Aliyu was a brave and industrious warior he invented the sango (explosive), which he used in his miltary engagements. The Damagarawa seriously threatened his authority. They invaded Kano twice in the first instance in 1313 AH (1896) they were heavily defeated but later in 1313 AH (1898) they retaliated and inflicted heavy casualty and defeat on Kano. Eventually Kano was relieved of their nuisance in 1316 (1899) when the French imperialist subjugated them. He was also able withstand Ningi’s aggressiveness, the Ningawa were defeated several times during his reign. The other external threats to his reign were Maradi and Hadejia when they took the advantage of the uneasiness caused by the Kano civil war (Fika 1978: 75-76).

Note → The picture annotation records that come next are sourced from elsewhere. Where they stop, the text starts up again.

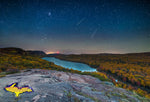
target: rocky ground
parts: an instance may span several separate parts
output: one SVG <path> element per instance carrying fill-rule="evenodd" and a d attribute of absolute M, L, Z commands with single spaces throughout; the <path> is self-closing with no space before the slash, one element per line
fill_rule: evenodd
<path fill-rule="evenodd" d="M 6 92 L 13 82 L 29 85 L 32 93 Z M 0 78 L 0 102 L 150 102 L 135 93 L 89 75 L 32 69 Z"/>

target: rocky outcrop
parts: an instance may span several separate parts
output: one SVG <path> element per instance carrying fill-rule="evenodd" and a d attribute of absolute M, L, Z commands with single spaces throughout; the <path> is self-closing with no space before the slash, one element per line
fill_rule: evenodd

In 1312 AH (29th January 1903), the British imperial expeditionary force left Zaria for Kano. They crushed the brave oppositions mounted by various towns and villages along their way to Kano with all brutality and barbarism. For example they burnt the bodies of Sarkin Bebeji Jibril and seven others after murdering them to show example to resistant ‘natives’. When they reached Kano on 3rd February 1903, an unorganized but courageous resistance confronted them. Sarkin Kano Alu had gone to Sokoto but he was aware of the impending British imperialist invasion. He opted for Hijra (exodus) to avoid bloodshed (Yahya 1986: 3). His exodus was to east where he intended to perform the Hajj (Holy pilgrimage to Makkah). Waziri Ahmadu who was the next in the Emirate hierarchy decided to resist. A decisive battle took place at Kotorkoshi near Gasau where the invaders met the returning Kano army from Sokoto who went with the Sarki to pay homage to Sarkin Musulmi. Waziri Ahmadu and many others were martyred (Fika 1978: 84-100). The British later captured Alu in Niger with the collaboration of their allies the French colonialists of Niger.

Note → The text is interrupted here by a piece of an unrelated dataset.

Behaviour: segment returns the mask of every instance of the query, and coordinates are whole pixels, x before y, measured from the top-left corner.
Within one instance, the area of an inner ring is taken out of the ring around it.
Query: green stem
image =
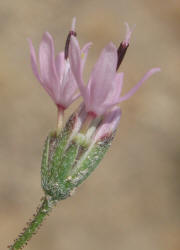
[[[55,201],[48,199],[47,197],[43,197],[42,204],[37,209],[33,220],[27,223],[27,227],[24,229],[23,233],[19,235],[13,245],[9,246],[9,249],[18,250],[22,249],[24,245],[27,245],[27,242],[31,239],[33,234],[37,232],[44,218],[49,214],[55,204]]]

Alu was first exiled to Yola where he stayed for a while but was transferred to Lokoja because the Emir of Yola felt intimidated by his presence. Alu had many fadawa (courtiers) who were very charismatic compared to chiefs of other emirates because of the nature of Kano sarauta, which is still usually more glamorous than the sarauata of other Hausa states. When the Yola Mosque was damaged by rains and there was need to repair it Alu ordered his courtiers to participate and the people were surprised to see those better dressed than some of their chiefs were made to engage in manual labor, according to this story the Emir of Adamawa informed the British that he cannot withstand such an Emir (Sulaiman 1999: 5). Alu was thus exiled to Lokoja on the Niger-Benue confluence, where he died in 1345 AH (1926).

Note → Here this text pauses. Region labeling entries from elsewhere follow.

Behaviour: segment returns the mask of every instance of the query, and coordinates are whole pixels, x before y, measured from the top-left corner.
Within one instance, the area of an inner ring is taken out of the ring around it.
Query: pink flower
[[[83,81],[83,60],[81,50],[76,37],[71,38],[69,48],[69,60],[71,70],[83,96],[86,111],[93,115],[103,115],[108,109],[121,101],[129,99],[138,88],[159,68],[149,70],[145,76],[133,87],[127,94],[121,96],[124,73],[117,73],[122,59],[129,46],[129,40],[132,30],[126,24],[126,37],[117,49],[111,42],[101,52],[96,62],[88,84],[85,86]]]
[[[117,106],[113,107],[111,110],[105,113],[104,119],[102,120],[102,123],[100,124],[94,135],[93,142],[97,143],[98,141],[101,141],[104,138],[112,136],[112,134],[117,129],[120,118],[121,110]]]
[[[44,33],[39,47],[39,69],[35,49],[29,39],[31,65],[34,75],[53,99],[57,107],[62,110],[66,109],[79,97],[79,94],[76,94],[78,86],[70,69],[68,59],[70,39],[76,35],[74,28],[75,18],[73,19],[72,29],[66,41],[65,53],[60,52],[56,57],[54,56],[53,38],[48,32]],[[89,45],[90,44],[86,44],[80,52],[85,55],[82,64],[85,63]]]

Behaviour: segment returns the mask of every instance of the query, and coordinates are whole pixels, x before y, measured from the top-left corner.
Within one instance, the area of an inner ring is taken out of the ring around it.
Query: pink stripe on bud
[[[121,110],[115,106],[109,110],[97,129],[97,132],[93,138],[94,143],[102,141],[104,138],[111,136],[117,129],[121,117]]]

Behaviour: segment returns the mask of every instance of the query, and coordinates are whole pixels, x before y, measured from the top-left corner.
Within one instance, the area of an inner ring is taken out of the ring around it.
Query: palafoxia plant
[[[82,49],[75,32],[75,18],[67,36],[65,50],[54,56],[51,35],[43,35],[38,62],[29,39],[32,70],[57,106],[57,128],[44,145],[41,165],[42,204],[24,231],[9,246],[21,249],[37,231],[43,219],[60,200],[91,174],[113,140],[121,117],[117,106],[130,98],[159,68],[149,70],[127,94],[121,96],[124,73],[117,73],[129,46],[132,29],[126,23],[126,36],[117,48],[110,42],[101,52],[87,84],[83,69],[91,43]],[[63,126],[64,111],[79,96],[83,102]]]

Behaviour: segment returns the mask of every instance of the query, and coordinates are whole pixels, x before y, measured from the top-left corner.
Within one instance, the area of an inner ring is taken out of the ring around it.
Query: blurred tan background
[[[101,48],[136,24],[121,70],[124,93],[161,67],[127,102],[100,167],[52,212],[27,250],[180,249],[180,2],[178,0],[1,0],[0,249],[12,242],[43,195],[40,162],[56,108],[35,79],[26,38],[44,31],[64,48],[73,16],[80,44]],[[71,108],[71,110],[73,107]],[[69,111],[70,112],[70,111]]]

Sarkin Kano Alu will be remembered in the history of Kano as an excellent military commander and the most knowledgeable pre-colonial Sarkin Kano. He was well versed in Islamic Jurisprudence he also had a profound understanding of the advanced science of Tasawwuf (Islamic mystism). His book Rad al-Jahla is a clear testimony of his intellectual disposition (Paden 1973).